Yellow brick road.

Io, confesso, sono laureata in femminismo. Che cosa c’entra il femminismo con il disagio mentale? C’entra per il fatto che il mio primo giorno d’Università la professoressa ci ha chiesto: Voi come vi definite?

Domanda  trabocchetto direte voi. Invece no. Perchè il definirci crea un’identità, crea una miriade di identità. Noi siamo come ci definiamo e questo è essenziale, fluido, cambia con lo spazio ed il tempo, ma ci mantiene solidi, orgogliosi. Perchè quello che decidiamo di essere sono le nostre radici, quello che ci permette di volare nello spazio tempo della nostra vita.

Per esempio io mi definisco: Bipolare. Non diagnosticata come bipolare o sofferente di un disagio psichico. Ma proprio Bipolare. Ed orgogliosa di esserlo.

Nei vari discorsi femministi c’è un proliferare di storie, di libri scritti per raccontare  storie, per condividere storie, per aiutare storie. Per definire identità.

Ad ottobre sono andata all’incontro di Le parole ritrovate a Trento. Ed ho passato il pomeriggio ad ascoltare storie, una dietro l’altra. Operatori ed utenti a celebrare le loro piccole e grandi vittorie.  A celebrare la loro identità.
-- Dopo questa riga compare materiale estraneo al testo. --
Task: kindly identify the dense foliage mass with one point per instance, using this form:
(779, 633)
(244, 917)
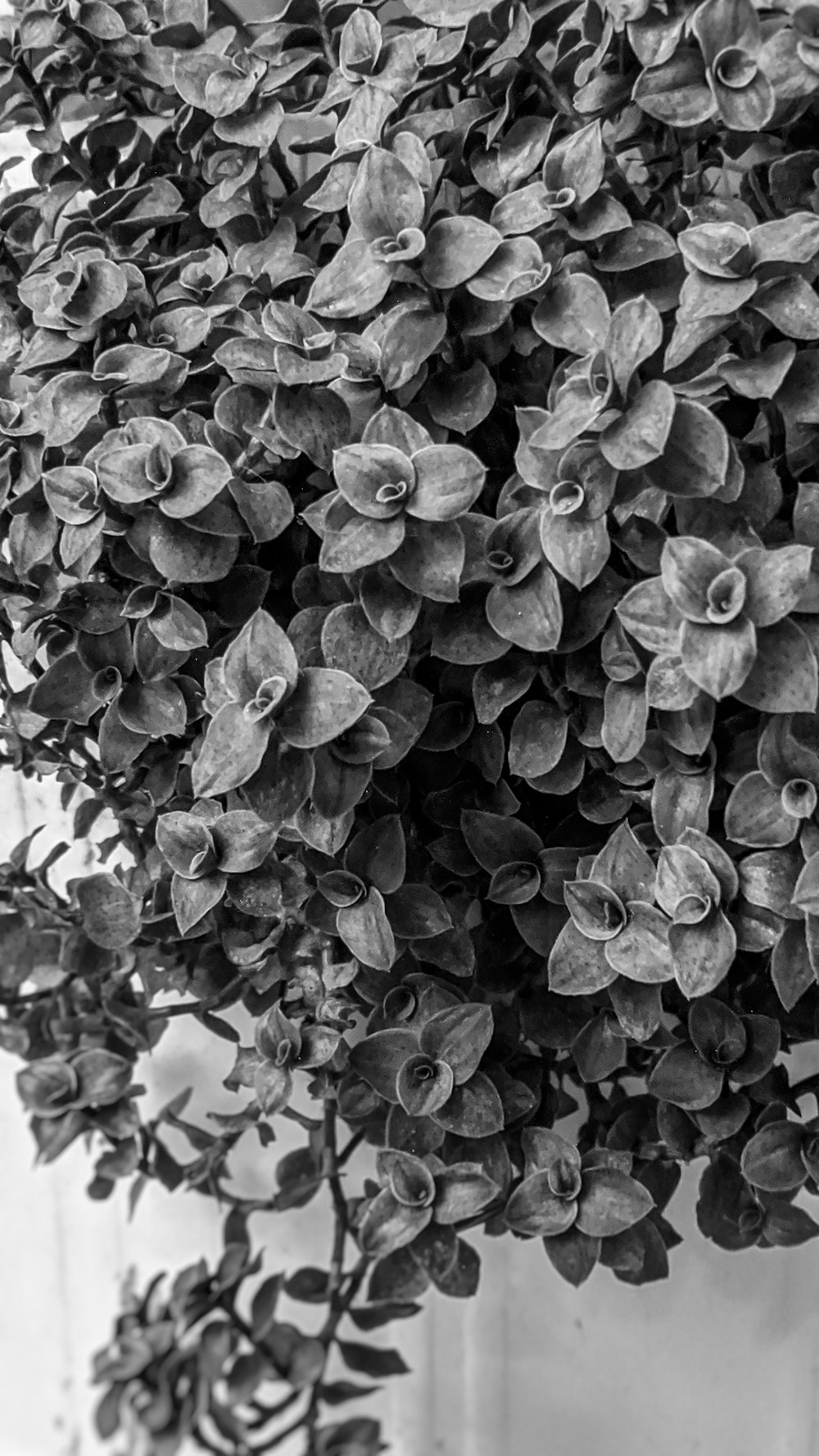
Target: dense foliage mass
(409, 434)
Il racconto ha anche altri aspetti. Se è scritto e,o pubblicato, è un percorso condiviso con il lettore che può essere un altro viaggiatore nel percorso della recovery, un’operatore, uno psichiatra in cerca di definizioni, per gli utenti ma anche per loro, compagni di viaggio e viaggiatori loro stessi.  Il lettore può anche essere un padre, una madre, un compagno persi nel percorso, spaventati ed in cerca di un punto di questo viaggio in cui atterrare e camminare a fianco dei loro cari.
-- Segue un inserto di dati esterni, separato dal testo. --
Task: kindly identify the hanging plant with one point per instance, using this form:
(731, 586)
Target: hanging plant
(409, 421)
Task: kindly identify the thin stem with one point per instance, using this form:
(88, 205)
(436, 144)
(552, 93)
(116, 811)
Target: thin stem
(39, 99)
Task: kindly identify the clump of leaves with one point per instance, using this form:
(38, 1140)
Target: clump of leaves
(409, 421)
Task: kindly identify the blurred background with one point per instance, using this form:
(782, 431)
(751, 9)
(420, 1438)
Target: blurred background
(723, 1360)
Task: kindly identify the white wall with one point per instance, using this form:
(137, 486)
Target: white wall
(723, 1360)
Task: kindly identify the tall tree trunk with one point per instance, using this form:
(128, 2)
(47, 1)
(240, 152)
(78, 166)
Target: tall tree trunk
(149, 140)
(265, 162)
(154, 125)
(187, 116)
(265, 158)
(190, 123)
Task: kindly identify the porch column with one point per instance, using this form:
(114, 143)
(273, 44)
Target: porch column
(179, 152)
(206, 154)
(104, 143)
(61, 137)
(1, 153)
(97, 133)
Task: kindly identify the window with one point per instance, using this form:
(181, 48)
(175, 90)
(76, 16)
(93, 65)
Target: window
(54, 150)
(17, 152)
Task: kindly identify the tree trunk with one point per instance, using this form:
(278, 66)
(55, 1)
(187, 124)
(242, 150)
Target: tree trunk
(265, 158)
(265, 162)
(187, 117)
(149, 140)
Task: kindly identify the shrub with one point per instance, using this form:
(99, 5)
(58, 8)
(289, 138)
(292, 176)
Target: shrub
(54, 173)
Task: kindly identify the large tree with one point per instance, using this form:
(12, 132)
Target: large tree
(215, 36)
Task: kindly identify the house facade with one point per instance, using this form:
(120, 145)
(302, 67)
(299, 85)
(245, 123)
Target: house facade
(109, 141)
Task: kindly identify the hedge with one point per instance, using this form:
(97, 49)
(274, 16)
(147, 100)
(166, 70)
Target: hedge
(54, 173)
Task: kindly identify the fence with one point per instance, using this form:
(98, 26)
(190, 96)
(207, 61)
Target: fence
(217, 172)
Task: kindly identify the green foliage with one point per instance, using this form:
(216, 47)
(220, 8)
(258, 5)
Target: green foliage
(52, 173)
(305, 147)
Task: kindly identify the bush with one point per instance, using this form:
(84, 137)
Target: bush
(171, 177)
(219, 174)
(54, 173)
E’ un percorso condiviso con il lettore di passaggio, quello che pensa di non avere niente a che fare con la salute mentale, e che si trova coinvolto in questo mondo di sofferenza e di magia. Un mondo che lo porta a cambiare le sue identità.

La nostra storia è quella che ci porta alla nostra identità in questo luogo spaziotemporale. Scrivere, raccontare ci cambia. Mettendo la scritta fine ai nostri libri si chiude una parabola, acquisiamo una nuova identità. Per molti è un passo fondamentale del nostro percorso di recovery. Per alcuni è la fine del loro percorso di ricovery, e li lascia liberi dal disagio mentale pronti per nuovi viaggi, nuove definizioni.

Per altri è una tappa del loro viaggio, il lungo viaggio della vita, che ci porta a cambiare identità, che ci rende diversi ed uguali ogni giorno. Che ci rende orgogliosi di noi stessi ad ogni passo.